Kentucky Gov. Fletcher Pleads Not Guilty to Hiring Scandal Charges

Gov. Ernie Fletcher pleaded not guilty Friday to charges stemming from a state hiring scandal — a plea that was entered by his attorney while the governor remained on vacation in Florida.

Fletcher was indicted last month on charges of conspiracy, official misconduct and political discrimination over the alleged hiring of political allies for protected state jobs.

Judge David Melcher on Friday set Nov. 8 for the start of his trial.

A grand jury has been investigating allegations that members of Fletcher's administration based hiring decisions on politics rather than merit, as required by law. It has issued 29 indictments, but last summer Fletcher pardoned everyone in his administration but himself who might be charged.

Fletcher's personal attorney, R. Kent Westberry, appeared in court to enter the governor's pleas to the misdemeanor charges Friday. Fletcher, who court records indicated was in Palm Beach County, was not required to appear.

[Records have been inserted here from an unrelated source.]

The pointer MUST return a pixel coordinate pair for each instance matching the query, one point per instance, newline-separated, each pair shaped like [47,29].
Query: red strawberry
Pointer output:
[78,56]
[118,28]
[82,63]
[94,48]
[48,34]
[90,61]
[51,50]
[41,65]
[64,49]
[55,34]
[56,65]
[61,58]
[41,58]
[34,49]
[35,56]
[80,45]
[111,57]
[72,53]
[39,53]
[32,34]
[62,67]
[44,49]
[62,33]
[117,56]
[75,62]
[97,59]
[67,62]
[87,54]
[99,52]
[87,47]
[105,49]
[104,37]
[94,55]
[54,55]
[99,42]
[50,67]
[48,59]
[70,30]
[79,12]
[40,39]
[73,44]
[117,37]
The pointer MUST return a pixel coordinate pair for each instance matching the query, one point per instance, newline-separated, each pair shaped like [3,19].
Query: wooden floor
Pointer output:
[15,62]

Governor's spokeswoman Jodi Whitaker declined to say what Fletcher was doing at the time of his arraignment.

"It's a personal vacation and therefore his daily itinerary is personal as well," Whitaker said.

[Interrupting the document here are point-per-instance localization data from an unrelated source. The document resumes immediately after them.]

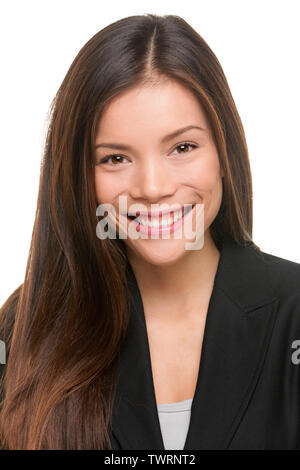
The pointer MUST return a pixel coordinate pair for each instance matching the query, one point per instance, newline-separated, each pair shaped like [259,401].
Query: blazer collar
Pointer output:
[239,323]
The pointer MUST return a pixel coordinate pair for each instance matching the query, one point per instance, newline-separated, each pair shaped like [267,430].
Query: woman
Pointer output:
[111,338]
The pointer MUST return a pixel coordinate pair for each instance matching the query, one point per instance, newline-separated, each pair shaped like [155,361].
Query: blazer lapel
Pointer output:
[240,318]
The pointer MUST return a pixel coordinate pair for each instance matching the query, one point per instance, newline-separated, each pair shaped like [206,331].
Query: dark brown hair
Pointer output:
[64,326]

Assistant prosecutor Scott Crawford-Sutherland said outside court that lawyers had agreed to limit their public comments about the case.

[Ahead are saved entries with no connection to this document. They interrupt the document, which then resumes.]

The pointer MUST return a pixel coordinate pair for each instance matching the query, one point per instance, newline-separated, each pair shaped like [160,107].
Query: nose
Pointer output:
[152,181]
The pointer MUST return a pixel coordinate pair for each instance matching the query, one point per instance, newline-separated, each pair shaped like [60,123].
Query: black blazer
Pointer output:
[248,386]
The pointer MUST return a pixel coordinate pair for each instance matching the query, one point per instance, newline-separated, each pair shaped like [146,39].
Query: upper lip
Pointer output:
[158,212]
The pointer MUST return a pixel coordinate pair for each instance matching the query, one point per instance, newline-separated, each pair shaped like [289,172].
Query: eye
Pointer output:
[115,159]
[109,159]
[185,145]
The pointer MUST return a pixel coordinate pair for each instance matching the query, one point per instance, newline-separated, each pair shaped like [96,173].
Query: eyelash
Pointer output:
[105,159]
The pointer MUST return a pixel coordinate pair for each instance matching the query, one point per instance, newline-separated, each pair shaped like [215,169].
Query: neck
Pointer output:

"Gov. Fletcher is like any other criminal defendant. He enjoys the presumption of innocence. It is critical that he receive a fair trial," Crawford-Sutherland said.

Fletcher, a physician, is Kentucky's first Republican governor since 1971. The indictment alleges his administration crafted an elaborate system of screening job candidates and ran background checks on prospects' political affiliations and donations.

The grand jury began investigating after a Transportation Cabinet whistle-blower turned over hundreds of internal administration e-mails and memos on hiring decisions.